Çevremizdeki bütün olumsuzluklara rağmen düşüncelerimizde umut daima var olsun istiyoruz.
*****
Toplumsal olaylara, hayata dair yaşadığımız her türlü duyguyu kısa yazılarımızla birlikte yaşadık.
Birçok yazımızda bazen alıntı, bazen kendi hikâyelerimiz ile örneklemelerde bulunduk.
Yazdığımız hikâyelerin neredeyse hepsini umudun kanatlarına bırakarak sonlandırdık.
İstiyoruz ki içimizdeki umut solmasın, solan umutlar tekrar canlansın…
Neden hep geçmişe özlem duyuyoruz?
Geçmişte kalan anılar, tüm tatlılığıyla esintiler yapıyor olmalı ki, hep geçmişe özlem duyuyoruz.
******
Bizler sevgiyi, dayanışmayı, tek lokmayı bölerek paylaşmayı öğrendik.
Yokluklarla baş etmeyi, yaraları sarmayı, hoşgörülü olmayı öğrendik. ..
Ancak; Günümüzde insanlara en büyük acıyı yaşatanın, yine insan kaynaklı olduğunu görüyoruz.
Savaş, nefret, kin, öfkenin hiçbir doz ayarı yok. Kim olduğu ya da ne olduğunun da önemi yok.

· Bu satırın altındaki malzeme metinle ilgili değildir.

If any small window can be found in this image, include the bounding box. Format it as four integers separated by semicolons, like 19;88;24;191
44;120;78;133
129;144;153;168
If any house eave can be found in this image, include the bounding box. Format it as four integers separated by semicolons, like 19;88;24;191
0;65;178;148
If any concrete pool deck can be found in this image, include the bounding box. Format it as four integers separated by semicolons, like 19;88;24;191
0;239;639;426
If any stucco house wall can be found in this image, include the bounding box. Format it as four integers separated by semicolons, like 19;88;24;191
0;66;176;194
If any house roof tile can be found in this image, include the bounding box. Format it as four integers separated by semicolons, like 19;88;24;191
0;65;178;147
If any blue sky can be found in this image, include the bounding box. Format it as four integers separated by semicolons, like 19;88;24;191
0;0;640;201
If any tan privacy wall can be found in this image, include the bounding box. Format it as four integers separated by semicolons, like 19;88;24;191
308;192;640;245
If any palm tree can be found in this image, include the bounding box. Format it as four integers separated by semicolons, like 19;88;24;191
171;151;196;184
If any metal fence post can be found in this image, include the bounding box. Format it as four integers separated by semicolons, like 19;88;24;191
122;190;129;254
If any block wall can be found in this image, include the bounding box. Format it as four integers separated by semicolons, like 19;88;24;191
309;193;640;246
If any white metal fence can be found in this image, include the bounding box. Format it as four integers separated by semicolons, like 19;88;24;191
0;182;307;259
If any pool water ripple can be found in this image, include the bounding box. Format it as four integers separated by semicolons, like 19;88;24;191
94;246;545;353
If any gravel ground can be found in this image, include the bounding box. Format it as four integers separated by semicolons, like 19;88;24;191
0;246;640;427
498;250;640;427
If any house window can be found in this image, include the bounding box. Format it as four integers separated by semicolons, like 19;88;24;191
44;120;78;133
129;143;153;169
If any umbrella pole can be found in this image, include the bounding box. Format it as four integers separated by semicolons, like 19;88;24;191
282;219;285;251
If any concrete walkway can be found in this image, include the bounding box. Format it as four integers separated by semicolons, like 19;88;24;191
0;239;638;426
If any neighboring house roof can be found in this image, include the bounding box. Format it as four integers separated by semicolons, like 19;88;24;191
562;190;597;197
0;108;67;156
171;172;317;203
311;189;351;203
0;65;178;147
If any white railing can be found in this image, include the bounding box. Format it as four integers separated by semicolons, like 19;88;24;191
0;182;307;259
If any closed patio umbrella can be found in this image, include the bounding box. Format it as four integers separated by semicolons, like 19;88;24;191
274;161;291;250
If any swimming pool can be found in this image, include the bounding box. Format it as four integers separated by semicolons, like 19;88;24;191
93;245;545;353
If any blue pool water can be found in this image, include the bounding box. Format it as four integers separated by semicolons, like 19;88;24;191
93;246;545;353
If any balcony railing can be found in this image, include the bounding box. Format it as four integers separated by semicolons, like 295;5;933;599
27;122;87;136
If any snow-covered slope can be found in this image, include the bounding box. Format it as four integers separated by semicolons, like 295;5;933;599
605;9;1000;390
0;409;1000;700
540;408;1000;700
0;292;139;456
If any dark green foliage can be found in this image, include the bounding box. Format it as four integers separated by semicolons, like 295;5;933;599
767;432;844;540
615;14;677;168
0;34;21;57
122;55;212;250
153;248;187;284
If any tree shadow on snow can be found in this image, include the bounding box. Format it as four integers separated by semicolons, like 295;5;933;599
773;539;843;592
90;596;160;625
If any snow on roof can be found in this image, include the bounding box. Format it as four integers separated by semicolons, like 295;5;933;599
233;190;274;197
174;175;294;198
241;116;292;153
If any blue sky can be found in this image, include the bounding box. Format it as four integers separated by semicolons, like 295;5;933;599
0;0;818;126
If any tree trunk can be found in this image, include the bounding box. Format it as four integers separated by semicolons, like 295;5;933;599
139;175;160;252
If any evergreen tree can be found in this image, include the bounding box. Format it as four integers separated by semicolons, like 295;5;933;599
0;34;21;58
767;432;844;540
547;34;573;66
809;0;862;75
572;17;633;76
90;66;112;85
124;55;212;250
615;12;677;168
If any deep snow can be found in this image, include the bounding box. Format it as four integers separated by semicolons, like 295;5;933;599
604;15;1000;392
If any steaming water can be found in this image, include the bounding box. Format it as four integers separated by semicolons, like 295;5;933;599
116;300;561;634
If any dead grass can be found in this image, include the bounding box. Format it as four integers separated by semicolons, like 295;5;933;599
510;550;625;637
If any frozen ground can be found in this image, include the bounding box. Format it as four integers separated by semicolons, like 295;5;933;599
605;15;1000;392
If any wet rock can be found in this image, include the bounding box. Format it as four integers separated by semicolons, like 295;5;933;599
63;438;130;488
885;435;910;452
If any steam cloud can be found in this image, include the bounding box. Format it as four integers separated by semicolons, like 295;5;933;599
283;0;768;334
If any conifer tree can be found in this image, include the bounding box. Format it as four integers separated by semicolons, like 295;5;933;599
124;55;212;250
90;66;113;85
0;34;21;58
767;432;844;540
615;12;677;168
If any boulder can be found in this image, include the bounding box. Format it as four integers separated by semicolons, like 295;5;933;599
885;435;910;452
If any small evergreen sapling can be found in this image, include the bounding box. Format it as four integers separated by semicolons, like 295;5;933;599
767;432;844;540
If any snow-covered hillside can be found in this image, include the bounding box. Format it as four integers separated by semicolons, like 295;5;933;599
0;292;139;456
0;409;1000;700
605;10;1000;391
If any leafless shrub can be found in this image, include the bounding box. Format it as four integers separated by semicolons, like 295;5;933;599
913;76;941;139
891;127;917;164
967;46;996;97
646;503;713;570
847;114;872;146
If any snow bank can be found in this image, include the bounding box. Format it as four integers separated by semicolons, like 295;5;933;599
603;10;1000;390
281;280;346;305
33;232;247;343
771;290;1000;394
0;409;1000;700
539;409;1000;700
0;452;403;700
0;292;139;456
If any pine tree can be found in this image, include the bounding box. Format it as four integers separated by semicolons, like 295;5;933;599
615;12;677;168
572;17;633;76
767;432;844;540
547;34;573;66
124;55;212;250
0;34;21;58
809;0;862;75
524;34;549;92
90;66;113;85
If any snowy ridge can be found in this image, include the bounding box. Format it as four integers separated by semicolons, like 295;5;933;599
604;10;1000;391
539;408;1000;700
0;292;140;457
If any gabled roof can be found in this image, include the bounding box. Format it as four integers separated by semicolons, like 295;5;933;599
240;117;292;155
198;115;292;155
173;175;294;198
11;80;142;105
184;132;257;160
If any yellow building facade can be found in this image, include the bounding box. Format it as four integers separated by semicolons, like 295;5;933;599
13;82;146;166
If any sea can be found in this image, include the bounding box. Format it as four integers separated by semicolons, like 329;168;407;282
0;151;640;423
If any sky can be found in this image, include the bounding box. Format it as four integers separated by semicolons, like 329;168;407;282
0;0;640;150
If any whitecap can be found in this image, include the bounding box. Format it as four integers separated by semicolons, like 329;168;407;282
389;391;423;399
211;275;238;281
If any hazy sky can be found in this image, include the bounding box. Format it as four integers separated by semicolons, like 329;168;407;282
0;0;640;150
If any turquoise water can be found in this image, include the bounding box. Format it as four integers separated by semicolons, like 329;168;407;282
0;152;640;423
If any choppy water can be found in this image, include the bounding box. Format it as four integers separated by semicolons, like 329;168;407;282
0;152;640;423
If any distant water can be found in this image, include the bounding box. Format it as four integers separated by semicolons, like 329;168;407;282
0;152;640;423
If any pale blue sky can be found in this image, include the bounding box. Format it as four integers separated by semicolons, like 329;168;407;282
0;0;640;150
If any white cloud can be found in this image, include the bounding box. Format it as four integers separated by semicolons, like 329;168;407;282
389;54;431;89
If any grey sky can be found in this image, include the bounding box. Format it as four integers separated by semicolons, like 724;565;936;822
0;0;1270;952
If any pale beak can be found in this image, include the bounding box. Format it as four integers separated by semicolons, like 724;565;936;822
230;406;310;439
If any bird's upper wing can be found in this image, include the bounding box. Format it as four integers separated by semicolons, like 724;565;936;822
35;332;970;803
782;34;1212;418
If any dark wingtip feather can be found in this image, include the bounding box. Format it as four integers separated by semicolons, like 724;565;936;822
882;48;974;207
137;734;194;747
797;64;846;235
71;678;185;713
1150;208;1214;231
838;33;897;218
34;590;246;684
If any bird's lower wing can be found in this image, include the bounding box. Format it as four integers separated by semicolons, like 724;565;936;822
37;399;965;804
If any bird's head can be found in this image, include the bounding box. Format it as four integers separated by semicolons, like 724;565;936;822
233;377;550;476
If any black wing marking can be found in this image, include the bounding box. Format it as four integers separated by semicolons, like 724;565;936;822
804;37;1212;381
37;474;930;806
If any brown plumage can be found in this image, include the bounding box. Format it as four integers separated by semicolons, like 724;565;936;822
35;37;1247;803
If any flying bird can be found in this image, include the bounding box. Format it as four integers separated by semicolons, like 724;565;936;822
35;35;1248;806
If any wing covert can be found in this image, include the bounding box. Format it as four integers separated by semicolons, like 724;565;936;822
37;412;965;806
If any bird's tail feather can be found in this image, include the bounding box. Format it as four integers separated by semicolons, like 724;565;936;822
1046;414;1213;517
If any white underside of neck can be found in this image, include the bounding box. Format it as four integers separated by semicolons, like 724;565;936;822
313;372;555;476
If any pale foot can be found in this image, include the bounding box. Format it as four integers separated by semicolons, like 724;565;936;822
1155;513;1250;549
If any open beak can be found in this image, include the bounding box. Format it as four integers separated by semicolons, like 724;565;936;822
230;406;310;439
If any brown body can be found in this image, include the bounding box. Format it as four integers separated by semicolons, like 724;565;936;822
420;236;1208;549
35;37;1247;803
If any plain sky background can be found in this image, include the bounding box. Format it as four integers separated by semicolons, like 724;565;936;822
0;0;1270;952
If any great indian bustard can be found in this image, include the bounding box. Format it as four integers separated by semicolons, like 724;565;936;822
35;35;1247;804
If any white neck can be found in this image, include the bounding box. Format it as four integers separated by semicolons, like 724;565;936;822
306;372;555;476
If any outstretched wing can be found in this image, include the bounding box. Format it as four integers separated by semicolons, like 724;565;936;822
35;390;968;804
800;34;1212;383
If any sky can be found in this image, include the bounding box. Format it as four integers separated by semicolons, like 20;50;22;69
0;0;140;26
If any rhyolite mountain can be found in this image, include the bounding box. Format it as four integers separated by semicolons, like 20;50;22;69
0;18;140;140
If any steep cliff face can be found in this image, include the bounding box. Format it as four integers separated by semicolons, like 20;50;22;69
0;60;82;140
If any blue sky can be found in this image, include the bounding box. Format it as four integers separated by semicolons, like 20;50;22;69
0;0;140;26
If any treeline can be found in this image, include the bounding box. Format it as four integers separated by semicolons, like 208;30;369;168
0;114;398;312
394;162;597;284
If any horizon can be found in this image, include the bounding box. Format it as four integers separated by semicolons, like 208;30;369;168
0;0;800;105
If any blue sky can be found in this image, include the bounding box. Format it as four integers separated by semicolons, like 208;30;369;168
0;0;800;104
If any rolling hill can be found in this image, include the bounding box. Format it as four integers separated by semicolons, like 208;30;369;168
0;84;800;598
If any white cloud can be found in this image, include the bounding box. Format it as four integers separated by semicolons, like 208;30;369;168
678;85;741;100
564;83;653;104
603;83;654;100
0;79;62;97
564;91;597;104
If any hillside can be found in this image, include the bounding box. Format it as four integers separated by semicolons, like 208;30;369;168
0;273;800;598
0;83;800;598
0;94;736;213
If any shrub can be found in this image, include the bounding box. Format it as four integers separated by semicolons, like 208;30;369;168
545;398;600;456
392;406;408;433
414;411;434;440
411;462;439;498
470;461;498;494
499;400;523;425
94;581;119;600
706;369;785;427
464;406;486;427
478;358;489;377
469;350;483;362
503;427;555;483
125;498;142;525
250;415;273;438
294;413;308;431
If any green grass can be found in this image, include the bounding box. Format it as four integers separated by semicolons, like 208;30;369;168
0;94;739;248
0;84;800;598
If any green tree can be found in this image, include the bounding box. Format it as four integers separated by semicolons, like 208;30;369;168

Tek gerçek var, oda kibir, bencillik ve öfke... Bireysel çıkarlar uğruna!…
Kimsenin kimseye güven duymadığı, herkesin birbirinden şüphelendiği, her adımın ‘ya dengem bozulursa’ endişesi ile atıldığı bir hayatta ne kadar mutlu olabiliriz.
İnsanların birbirine saygı duymadığı bir toplumda, kendi çıkarları için başkalarının haklarını gasp edenlere ne demeli?
Birbirimizden nefret eder hale gelmişiz adeta!...
Düşene destek olacağımız yerde, bir tekme de biz vuralım zihniyeti çığ gibi büyüyor her birimizde…
Her zaman eski günlere, geçmişe özlem duyuyoruz!…
Çünkü o zamanlarda kalan saygı, sevgi ve hoşgörüye, günümüzde ancak yazılarda rastlayabiliyoruz da, sonra da derin bir iç çekişte ‘Ah nerede o eski günler’ demekten kendimizi alamıyoruz.
******
Herkese hayırlı, huzurlu, mutlu günler diliyorum.